Run by our Captain of Synchronous Sessions, Todd Conaway, the sessions have fallen into a Thursday pattern. Although originally envisioned as question and answer sessions for POT Cert Class participants, or maybe even a training or how-to opportunity, the fact that more experienced people tend to join has transformed the format into something more exploratory. The past few times people have shared sites they’re working with, in particular those focused on collaboration, mirroring what we’re doing in the sessions. As a result, we have spent several hour-long sessions following each other into various collaborative environments and trying things out together in real time.

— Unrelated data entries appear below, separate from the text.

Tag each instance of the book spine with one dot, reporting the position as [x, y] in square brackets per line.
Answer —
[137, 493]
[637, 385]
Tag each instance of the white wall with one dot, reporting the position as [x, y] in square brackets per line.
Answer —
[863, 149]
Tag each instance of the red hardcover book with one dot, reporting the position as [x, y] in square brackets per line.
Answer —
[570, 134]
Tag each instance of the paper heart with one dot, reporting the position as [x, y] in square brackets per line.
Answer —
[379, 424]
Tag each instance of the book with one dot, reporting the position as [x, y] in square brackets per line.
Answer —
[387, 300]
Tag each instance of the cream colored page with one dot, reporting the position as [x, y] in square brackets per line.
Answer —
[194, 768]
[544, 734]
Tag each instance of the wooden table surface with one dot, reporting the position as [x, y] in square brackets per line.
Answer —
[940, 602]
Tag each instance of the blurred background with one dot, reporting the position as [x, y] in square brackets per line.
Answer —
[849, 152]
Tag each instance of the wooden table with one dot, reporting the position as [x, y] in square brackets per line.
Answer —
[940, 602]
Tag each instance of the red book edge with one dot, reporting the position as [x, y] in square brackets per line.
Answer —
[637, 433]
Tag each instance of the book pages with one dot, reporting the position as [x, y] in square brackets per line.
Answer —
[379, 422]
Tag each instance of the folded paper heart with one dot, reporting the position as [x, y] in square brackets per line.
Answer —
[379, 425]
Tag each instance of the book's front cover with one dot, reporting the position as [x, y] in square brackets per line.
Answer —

But sometimes we’re awfully silly. Maybe it’s the Google Hangout moustaches, or the way we all go into somewhere and one (always one) of us can’t get the damn thing to work, or the serendipitous arrival of people we’ve heard of but never met. Maybe it’s how I can say, “I don’t know if this works on a smart phone” and everyone whips out their phones to try. We all have our little foibles (Ted won’t do anything Facebook; I won’t do anything that costs money). Anyhow, it’s quite fun.
So I said I’d take notes today, which we had designated a POT Luck — everyone bring something to share. Walter shared how he uses instapaper‘s “read later” feature to stay organized, and showed us the resource page for Curtis Bonk’s The World is Open and his popular video series about online teaching. Ted shared how he used Zoho Sheet‘s embed code to embed a formula-based assessment worksheet into a Posterous class blog. We talked about apps we played with last time, particularly Qikpad (for instant collaboration with polls and features), and tried to watch video together. We looked at ifttt so we could Put the Internet to Work for Us and, although fascinated by the variety of conditional activities, weren’t sure yet that we had a good way to use it.
Other failed ideas included: FERPA t-shirts that say “It’s OK – I am not doing this in records maintained by the school”, having everyone pitch in for one Livescribe pen and mail it around, and actually reading instructions on a $6 bar of salted chocolate. We were enchanted by Scott’s use of a fancy radio microphone that made him sound wonderful despite the early hour in Japan, and he contributed a site for transcribing mp3 for captioning if used in Chrome.
We’ll do it again — all our distributed activities like this are posted on the … Distributed Activities page at the class site. The class is open, the synchronous sessions are open — won’t you join us?